オフショア開発とは?メリットやデメリットをわかりやすく解説

2025.12.25

近年、日本企業でも活用が進む「オフショア開発」。
人材不足が続くIT業界では、もはや「特別な選択肢」ではなく、ごく一般的な手段となりつつあります。
今回は、「オフショア開発」とは何かを改めて整理しながら、導入を検討する際に知っておきたいメリット・デメリットを分かりやすくご紹介します。
あわせて、近年特に人気のベトナムオフショアの魅力についても、適宜触れていきます。

1. オフショア開発とは?

オフショア開発とは、
自社(または自国)のシステムやソフトウェアの開発業務を、海外の開発企業に委託する開発手法のことを指します。

英語の Offshore(岸から離れた)が語源となっており、「海外へ業務を委託する」という意味で広く使われています。
※地理的に近い地域へ委託するニアショア開発(Nearshore)という手法もあります。

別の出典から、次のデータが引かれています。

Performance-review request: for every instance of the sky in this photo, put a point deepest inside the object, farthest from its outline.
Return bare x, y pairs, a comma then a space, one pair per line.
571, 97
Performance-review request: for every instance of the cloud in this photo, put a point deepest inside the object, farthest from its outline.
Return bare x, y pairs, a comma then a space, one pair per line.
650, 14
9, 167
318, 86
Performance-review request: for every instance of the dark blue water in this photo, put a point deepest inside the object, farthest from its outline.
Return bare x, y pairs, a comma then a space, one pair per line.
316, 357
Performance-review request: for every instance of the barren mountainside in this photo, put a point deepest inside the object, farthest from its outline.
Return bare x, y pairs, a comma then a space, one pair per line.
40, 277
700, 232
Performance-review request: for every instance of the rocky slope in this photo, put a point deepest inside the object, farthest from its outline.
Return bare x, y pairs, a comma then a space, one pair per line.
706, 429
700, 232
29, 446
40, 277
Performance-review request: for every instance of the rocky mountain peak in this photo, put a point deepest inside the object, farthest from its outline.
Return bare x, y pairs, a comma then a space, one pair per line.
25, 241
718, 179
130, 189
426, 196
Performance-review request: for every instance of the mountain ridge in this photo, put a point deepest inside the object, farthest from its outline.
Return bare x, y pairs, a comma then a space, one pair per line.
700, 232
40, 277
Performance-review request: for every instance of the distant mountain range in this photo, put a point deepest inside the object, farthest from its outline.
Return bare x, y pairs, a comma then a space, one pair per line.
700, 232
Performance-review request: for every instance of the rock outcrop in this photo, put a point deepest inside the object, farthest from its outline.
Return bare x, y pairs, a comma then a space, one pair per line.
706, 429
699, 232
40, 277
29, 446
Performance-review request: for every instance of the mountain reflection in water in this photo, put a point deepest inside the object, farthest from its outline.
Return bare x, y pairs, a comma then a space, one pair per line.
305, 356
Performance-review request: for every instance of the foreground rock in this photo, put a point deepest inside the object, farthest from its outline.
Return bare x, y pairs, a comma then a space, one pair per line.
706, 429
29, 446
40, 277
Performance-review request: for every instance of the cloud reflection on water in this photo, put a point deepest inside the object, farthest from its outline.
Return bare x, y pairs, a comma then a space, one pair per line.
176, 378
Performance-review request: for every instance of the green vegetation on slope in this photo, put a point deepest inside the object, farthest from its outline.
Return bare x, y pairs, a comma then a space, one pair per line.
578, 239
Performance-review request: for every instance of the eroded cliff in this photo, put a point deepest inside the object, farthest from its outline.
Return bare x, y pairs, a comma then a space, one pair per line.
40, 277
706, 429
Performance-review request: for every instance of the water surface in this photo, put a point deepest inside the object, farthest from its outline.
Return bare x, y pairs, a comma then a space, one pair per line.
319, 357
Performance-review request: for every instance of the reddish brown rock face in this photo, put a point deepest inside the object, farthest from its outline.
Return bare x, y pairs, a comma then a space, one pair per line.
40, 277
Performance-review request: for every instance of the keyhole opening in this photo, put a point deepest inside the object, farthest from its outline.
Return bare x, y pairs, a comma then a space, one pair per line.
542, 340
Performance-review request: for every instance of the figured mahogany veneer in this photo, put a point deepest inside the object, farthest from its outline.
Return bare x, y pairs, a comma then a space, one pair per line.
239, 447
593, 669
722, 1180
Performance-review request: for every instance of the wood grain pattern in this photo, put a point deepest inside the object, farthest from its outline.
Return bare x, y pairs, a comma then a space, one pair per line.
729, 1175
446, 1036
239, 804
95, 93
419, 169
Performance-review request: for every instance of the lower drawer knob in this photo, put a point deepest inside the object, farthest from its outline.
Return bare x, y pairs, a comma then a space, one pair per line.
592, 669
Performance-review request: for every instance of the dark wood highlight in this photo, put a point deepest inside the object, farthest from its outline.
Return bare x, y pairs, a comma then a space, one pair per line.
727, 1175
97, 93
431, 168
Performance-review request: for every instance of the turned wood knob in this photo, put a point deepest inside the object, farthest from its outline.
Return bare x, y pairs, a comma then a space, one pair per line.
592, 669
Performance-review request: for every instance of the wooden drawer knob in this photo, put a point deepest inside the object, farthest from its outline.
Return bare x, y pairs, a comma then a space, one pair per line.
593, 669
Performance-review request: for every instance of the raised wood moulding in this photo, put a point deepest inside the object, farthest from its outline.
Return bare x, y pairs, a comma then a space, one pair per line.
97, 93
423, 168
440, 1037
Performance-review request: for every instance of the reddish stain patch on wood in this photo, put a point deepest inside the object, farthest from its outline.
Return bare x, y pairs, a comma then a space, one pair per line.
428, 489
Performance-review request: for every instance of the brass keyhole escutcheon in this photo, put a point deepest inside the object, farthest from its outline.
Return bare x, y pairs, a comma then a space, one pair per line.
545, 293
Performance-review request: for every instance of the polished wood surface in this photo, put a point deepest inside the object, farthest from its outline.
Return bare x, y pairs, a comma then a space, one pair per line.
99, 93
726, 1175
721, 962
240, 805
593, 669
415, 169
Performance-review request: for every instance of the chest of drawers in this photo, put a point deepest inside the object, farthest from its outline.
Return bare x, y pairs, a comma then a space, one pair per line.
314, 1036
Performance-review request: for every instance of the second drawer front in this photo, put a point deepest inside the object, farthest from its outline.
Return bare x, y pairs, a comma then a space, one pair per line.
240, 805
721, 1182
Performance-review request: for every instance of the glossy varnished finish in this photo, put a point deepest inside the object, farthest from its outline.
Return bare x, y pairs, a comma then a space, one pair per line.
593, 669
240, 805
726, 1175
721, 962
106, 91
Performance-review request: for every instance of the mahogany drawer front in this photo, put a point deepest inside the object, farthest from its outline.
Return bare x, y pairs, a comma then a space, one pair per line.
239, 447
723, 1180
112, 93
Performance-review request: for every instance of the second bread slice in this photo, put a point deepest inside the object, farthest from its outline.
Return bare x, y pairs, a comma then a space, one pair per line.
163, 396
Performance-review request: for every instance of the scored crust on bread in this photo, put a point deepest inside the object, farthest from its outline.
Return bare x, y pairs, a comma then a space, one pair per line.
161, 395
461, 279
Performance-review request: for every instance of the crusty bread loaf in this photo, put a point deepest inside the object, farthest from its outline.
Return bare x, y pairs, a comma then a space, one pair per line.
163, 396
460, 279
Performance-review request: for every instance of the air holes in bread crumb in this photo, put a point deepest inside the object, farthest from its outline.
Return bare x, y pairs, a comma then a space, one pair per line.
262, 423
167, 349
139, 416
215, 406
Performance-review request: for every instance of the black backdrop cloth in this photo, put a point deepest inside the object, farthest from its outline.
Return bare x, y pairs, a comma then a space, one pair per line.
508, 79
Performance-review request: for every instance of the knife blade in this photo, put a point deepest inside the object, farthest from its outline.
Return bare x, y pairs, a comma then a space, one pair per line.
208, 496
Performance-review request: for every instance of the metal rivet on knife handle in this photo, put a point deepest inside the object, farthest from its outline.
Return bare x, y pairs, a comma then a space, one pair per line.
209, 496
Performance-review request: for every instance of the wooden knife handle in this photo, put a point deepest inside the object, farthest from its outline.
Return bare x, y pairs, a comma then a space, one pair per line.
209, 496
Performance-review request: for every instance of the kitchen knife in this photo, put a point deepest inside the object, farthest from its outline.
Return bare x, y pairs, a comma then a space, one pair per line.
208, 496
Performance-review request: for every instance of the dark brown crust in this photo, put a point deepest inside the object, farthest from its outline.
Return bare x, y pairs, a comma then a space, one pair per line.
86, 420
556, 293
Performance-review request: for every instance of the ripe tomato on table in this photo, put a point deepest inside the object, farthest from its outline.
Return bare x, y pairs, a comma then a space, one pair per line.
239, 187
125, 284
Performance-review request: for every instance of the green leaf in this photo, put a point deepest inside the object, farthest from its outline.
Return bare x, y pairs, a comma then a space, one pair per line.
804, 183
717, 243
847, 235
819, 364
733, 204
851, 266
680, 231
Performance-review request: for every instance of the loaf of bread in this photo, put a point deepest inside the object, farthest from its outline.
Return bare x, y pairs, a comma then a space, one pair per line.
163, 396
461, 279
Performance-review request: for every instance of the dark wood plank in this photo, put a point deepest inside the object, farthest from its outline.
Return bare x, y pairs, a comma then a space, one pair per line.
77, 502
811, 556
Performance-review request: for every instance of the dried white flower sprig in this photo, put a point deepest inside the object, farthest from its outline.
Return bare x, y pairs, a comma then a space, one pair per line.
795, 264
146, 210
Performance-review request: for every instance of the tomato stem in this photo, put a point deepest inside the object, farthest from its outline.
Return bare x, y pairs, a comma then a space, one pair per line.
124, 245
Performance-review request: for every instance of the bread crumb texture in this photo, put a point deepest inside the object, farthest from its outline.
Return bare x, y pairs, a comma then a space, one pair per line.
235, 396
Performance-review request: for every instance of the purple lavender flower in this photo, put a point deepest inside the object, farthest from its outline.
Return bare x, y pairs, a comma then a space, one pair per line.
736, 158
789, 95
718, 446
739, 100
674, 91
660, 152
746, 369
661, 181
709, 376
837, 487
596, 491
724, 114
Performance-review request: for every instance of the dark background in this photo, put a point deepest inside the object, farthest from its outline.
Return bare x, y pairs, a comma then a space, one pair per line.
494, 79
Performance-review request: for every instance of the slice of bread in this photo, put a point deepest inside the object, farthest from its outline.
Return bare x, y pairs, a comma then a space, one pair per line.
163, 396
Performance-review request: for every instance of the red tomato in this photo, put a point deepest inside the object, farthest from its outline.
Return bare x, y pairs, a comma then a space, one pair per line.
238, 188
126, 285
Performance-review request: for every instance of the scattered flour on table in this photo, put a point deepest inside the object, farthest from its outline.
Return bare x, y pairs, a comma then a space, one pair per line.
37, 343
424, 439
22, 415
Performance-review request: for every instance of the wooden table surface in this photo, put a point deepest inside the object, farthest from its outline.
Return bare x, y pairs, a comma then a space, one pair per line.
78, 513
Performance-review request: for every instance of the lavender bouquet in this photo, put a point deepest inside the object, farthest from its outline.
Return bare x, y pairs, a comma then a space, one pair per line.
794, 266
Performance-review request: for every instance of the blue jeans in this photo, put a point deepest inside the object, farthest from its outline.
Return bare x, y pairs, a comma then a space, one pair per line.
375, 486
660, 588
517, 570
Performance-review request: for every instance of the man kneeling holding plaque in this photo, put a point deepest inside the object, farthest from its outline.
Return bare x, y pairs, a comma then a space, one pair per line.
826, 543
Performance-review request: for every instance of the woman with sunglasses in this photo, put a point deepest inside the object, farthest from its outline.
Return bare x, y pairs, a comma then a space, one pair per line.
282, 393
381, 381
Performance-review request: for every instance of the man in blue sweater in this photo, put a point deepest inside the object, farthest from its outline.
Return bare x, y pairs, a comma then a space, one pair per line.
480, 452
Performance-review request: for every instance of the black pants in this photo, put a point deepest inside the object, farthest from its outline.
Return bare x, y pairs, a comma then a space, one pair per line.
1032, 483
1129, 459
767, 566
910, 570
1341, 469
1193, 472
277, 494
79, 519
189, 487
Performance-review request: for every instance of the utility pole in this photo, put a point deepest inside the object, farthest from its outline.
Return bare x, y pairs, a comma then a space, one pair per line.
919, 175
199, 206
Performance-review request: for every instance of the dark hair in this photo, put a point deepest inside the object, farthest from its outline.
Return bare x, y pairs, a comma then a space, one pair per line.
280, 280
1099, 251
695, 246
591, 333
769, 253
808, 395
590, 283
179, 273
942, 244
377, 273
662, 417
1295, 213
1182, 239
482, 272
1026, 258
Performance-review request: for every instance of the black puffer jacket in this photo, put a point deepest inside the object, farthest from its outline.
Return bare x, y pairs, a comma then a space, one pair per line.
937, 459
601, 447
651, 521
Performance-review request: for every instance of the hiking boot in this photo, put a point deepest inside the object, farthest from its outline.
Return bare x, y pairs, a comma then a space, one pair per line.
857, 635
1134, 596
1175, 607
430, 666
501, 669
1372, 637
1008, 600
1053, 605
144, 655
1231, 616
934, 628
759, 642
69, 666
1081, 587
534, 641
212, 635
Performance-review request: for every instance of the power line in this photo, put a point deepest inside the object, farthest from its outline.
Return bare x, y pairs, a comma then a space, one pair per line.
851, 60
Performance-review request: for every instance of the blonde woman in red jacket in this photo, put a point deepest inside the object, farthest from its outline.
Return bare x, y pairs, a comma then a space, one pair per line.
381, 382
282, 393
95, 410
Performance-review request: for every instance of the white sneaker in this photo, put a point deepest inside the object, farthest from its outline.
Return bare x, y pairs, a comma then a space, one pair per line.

日本では人材不足を背景に、オフショア開発は年々活用が増加。委託先として代表的な国は以下の通りです。
・ベトナム:コスト・技術力・人材の豊富さのバランスが良く、最も人気が高い
・フィリピン:英語力の高さを生かしたコミュニケーション面の強み
・インド:世界最大級のエンジニア人口とハイレベルな技術力
・中国:長年の開発実績と大規模開発への対応力
・バングラデシュ:コストの低いさと若い労働人口の多さ

中でもベトナムは、平均年齢が若く理数系教育に力を入れている国としても知られており、IT人材の増加ペースが東南アジアの中でも際立っています。加えて親日的な国民性もあり、日本語を学習するエンジニアの数も年々増加していることから、日本企業のオフショア開発先として選ばれるケースが増えています。

オフショア開発国比較

2. なぜオフショア開発を行うの?

オフショア開発の目的は、日本のIT業界が抱える課題を解決するためです。

【日本が抱える主な課題】
・ITエンジニアの不足
 経済産業省の調査では、対策を講じない場合、2030年には国内で最大79万人規模のIT人材が不足すると試算されています。
・優秀なエンジニアの確保の難しさ
 大手企業や外資系企業との人材獲得競争が激化しており、中堅・中小企業ほど採用が難航しやすい状況です。
・スキルと報酬のミスマッチ
 IT人材不足によりエンジニア単価が上昇しており、企業は必要なスキルを持つ人材を適正なコストで確保することが難しくなっています。
・開発コストの肥大化
 IT人材の不足や人件費の高騰により、国内での開発単価は上昇傾向にあります。また、DX推進やシステム刷新など企業のIT投資需要が拡大する一方で、必要な人材を十分に確保できず、開発期間の長期化やプロジェクトコストの増加につながっています。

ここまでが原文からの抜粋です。